# How good is E46 AWD system in winter ?



## kothrush (Nov 18, 2007)

I might be taking a long trip to north (USA/Canada) during this winter. I have E46 330xi. I wanted to know how well this older ( non x-drive system) handles winter compare to other brands like Audi, Subaru etc. 

I know people have been comparing recent X-Drive system to Quattro/Subaru and there are difference of opinion regarding how well X-Drive stacks up against them. But , I am more interested in oder/non x-drive AWD system of BMW. 

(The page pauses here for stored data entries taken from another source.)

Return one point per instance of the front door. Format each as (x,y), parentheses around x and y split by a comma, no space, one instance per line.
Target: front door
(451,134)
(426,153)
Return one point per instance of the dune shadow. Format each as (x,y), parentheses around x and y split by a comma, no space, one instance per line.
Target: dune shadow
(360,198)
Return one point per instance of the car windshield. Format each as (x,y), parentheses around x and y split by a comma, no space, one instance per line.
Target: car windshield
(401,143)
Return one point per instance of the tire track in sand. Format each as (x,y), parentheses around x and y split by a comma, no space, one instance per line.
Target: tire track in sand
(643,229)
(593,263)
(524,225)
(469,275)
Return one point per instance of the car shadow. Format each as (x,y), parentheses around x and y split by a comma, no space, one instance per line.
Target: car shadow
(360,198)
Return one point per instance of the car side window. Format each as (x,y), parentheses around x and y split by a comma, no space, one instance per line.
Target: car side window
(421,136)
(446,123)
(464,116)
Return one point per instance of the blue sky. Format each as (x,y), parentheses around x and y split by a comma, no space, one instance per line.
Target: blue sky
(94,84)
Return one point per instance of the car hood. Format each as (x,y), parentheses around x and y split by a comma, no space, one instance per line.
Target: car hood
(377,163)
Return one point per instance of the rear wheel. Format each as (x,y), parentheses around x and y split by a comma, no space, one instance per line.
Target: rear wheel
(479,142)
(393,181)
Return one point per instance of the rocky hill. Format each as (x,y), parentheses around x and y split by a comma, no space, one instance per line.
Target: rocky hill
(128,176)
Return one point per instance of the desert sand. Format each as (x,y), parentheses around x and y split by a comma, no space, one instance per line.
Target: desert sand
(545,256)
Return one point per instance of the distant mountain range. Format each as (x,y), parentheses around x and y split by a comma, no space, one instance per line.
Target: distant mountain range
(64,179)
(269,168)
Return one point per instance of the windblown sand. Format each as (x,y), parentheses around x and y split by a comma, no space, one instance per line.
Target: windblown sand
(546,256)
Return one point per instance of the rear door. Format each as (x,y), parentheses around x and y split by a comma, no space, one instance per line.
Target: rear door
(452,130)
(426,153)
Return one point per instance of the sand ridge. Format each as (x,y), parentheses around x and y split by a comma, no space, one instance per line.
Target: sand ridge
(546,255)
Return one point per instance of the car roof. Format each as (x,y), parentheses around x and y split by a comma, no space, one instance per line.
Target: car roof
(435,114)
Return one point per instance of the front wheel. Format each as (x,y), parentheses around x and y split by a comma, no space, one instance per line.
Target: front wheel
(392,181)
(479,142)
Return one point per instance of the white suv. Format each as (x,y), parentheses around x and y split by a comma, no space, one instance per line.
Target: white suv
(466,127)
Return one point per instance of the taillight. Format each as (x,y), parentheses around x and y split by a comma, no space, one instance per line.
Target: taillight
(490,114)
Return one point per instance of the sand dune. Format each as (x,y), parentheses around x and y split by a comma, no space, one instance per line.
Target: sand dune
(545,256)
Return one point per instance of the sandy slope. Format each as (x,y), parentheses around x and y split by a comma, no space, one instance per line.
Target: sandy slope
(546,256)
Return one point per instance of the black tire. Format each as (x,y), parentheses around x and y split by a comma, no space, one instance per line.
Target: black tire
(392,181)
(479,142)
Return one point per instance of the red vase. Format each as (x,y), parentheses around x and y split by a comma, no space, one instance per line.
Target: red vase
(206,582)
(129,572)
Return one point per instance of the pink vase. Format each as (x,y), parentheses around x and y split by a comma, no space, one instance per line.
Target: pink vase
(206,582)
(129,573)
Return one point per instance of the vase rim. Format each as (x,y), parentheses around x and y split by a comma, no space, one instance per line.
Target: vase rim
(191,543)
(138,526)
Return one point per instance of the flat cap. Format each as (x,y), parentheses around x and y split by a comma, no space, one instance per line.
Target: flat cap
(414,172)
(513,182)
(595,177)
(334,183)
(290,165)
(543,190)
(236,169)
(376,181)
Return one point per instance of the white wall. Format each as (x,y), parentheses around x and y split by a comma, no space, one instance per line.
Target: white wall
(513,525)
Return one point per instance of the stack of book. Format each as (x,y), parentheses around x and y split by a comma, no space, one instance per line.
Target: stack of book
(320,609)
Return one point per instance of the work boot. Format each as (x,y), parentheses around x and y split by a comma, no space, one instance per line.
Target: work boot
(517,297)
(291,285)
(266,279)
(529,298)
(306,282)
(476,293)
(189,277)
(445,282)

Any inputs/ personal experience would be good. I have all-season tires on my car now, I can put snow tires if necessary. How well would this E46 AWD perform in winter/snow with all-season tires , with snow tires and how does it compare with other brands ?


----------



## 330ximd (Sep 20, 2005)

It is fine, run a search in the e46 part of this forum before you post, there are many awd and xi threads on the old awd.


----------



## AzNMpower32 (Oct 23, 2005)

Put on the snow tires.


----------



## Nick325xiT 5spd (Dec 24, 2001)

Snow tires are ideal for braking and turning. The AWD car will be fine in up to 8-10" of snow with the stock all seasons (in good shape) as far as moving forward goes.


----------



## robinsonda1 (Oct 4, 2007)

Doesn't the X in Xi indicate X drive?


----------



## Bruce (Dec 24, 2001)

robinsonda1 said:


> Doesn't the X in Xi indicate X drive?


No, X just means it is 4 wheel drive. X drive wazs introduced on a certain year X5 and then rolled out to other models. I am not sure the year (but I know somebody else does).


----------